SÉGUIN DE BADEFOL

SÉGUIN DE BADEFOL

Seguin de Badefol est un chef routier né en 1330 au château de Badefols et mort empoisonné le 18 janvier 1366 à Pampelune ou Falces.

Fils de Seguin Gontaut de Badefol et de Marguerite de Bérail, périgourdin comme Arnaud de Cervole, on lui donna le sobriquet de Chopin Badefol.

À la tête de 2 000 routiers, il entre au service des godons et combat à leurs cotés lors de la bataille de Poitiers en 1356.

En 1360 après le traité de Brétigny il commande chef de sa propre Compagnie et envahit, avec Bertucat d’Albret, en 1361 le Languedoc, le Roussillon, le Toulousain et le Rouergue.

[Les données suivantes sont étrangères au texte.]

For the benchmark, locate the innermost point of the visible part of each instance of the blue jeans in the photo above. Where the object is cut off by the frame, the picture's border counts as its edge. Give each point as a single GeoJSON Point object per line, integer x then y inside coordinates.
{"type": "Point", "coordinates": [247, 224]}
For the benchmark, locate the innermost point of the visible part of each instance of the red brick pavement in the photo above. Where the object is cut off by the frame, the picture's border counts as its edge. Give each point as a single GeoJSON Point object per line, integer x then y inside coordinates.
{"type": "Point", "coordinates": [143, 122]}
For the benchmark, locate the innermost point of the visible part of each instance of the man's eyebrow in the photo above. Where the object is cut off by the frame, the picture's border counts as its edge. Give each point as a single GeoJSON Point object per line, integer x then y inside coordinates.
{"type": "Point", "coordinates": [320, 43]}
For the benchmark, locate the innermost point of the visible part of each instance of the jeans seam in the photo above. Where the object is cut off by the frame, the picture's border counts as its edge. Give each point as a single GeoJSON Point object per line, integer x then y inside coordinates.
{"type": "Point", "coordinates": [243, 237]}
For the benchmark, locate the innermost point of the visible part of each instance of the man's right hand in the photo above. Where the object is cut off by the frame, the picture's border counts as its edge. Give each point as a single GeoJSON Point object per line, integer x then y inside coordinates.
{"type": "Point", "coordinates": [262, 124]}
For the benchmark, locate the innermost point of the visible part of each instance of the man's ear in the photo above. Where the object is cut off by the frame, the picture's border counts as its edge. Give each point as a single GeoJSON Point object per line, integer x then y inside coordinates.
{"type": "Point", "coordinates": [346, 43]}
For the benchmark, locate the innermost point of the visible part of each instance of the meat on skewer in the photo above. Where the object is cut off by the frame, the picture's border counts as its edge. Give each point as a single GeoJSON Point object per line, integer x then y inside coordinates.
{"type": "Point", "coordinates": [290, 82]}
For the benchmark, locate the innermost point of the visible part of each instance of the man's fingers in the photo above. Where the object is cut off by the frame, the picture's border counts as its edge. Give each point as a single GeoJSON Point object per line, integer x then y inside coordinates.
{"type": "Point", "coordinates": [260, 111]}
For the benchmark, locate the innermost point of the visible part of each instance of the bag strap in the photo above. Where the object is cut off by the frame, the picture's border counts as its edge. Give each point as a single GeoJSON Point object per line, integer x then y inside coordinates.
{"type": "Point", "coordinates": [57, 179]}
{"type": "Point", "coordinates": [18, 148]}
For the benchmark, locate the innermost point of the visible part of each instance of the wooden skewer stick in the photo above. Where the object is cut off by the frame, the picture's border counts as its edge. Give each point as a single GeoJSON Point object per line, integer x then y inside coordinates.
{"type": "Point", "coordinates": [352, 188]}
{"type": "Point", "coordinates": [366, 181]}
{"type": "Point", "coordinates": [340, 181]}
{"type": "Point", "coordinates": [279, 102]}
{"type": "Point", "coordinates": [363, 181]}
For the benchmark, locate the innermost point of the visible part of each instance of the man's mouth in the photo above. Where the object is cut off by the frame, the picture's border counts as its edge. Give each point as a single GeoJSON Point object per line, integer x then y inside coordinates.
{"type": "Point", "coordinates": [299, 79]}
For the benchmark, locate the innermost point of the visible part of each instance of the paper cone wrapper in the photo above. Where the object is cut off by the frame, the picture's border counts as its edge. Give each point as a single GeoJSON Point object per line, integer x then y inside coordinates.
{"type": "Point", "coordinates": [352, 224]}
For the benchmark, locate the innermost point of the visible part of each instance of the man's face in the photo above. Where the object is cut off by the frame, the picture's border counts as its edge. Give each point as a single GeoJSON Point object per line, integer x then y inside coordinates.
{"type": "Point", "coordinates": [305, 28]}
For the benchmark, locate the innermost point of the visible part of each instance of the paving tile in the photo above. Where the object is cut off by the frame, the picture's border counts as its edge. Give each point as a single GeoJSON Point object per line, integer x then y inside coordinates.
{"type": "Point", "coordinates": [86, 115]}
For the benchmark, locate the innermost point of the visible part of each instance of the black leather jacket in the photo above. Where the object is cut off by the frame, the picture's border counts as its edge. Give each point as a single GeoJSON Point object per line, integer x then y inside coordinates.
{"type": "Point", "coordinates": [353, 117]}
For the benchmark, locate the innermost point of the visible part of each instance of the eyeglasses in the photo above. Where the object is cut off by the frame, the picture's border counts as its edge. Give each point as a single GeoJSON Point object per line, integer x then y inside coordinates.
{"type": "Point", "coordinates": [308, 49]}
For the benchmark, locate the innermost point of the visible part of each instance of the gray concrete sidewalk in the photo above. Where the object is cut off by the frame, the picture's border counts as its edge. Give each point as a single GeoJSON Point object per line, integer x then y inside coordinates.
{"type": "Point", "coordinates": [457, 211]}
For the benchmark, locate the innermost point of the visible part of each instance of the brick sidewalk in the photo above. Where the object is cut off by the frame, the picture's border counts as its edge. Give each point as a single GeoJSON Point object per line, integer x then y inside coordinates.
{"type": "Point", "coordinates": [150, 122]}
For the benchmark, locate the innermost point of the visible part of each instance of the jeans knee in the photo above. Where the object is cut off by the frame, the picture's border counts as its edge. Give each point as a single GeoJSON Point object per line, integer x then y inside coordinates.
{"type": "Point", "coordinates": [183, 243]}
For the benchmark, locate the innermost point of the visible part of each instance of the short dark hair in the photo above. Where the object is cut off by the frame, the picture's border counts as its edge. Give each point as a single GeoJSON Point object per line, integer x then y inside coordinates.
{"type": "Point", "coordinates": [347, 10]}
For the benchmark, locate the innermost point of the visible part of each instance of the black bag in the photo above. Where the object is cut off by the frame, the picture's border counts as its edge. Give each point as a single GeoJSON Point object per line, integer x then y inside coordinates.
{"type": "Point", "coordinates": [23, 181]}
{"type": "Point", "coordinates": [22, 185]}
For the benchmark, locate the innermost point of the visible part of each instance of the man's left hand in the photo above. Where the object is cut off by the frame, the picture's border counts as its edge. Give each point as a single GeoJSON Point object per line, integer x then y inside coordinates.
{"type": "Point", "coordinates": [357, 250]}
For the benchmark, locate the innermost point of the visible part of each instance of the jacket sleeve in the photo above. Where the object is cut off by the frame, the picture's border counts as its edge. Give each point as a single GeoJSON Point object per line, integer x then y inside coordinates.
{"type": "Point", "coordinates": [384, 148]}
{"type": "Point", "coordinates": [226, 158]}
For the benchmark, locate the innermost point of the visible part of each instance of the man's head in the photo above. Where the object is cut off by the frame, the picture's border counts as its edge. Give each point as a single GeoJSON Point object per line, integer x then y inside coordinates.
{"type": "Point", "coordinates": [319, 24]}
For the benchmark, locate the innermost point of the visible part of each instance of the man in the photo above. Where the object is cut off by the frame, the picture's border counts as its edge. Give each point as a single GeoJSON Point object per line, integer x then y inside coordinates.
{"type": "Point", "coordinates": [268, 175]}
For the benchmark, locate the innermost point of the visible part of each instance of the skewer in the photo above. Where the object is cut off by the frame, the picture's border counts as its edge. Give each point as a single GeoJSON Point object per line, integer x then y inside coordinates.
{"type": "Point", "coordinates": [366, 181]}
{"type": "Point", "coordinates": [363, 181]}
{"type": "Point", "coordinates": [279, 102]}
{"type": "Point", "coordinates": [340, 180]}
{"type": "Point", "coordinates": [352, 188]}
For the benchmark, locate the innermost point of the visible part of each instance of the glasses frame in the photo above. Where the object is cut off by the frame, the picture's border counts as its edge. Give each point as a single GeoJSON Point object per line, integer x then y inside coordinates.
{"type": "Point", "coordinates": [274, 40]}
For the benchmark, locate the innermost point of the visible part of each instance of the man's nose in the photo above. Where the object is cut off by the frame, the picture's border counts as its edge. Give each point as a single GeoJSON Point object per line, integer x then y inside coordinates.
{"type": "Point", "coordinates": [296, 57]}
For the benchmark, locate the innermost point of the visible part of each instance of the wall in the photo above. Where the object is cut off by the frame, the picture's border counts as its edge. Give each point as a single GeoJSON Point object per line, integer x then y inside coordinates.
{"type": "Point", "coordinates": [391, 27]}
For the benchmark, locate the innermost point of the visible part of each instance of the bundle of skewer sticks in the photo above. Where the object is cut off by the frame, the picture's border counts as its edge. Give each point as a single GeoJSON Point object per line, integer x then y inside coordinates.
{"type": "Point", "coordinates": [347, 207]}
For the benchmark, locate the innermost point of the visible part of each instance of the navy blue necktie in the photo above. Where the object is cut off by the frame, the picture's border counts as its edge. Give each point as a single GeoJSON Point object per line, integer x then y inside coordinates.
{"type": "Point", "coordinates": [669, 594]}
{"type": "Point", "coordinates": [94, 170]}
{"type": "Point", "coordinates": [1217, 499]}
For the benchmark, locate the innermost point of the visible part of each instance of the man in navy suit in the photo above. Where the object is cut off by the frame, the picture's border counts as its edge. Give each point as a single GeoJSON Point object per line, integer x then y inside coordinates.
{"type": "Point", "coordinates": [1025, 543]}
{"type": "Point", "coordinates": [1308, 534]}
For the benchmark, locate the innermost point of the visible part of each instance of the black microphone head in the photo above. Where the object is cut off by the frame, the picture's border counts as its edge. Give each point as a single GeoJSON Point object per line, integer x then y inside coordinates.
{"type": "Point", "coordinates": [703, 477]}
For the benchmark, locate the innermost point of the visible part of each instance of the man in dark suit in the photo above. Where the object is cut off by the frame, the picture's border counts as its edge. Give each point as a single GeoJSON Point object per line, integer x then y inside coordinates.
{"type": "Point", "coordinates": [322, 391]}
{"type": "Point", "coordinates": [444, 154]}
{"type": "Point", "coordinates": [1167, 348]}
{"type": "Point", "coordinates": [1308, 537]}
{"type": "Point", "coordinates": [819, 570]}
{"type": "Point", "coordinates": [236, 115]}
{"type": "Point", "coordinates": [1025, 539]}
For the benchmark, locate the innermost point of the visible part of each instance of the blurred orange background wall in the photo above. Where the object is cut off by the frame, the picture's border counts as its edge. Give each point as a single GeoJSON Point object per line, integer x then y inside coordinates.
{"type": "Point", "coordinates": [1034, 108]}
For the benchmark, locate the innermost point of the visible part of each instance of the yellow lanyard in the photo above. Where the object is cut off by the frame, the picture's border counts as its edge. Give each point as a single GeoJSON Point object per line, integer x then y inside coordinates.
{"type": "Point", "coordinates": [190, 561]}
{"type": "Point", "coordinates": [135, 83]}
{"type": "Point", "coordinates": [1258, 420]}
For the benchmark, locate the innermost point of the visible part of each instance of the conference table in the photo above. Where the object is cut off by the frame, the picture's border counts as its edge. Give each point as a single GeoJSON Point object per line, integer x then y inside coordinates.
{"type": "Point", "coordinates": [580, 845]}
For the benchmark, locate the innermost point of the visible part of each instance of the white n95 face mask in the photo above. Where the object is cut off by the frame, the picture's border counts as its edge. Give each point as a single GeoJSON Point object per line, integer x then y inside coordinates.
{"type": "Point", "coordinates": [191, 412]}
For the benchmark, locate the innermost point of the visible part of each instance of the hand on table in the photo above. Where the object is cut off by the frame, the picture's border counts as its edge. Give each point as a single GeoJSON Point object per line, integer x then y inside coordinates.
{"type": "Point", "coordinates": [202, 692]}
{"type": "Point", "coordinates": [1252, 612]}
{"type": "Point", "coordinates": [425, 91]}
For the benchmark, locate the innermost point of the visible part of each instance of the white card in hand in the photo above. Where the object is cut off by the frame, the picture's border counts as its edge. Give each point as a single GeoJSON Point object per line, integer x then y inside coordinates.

En 1362, avec Bertucat, il prend Montbrun, pille Saint-Flour puis participe, avec Petit Meschin, à la bataille de Brignais avec les Tard-Venus contre le comte de la Marche Jacques de Bourbon.

En 1363, refusant d’aller en Italie, il retourne piller le Languedoc avec le Petit Meschin, Louis Rabaud, Arnaud du Solis et Espiote et prend Brioude le 13 septembre.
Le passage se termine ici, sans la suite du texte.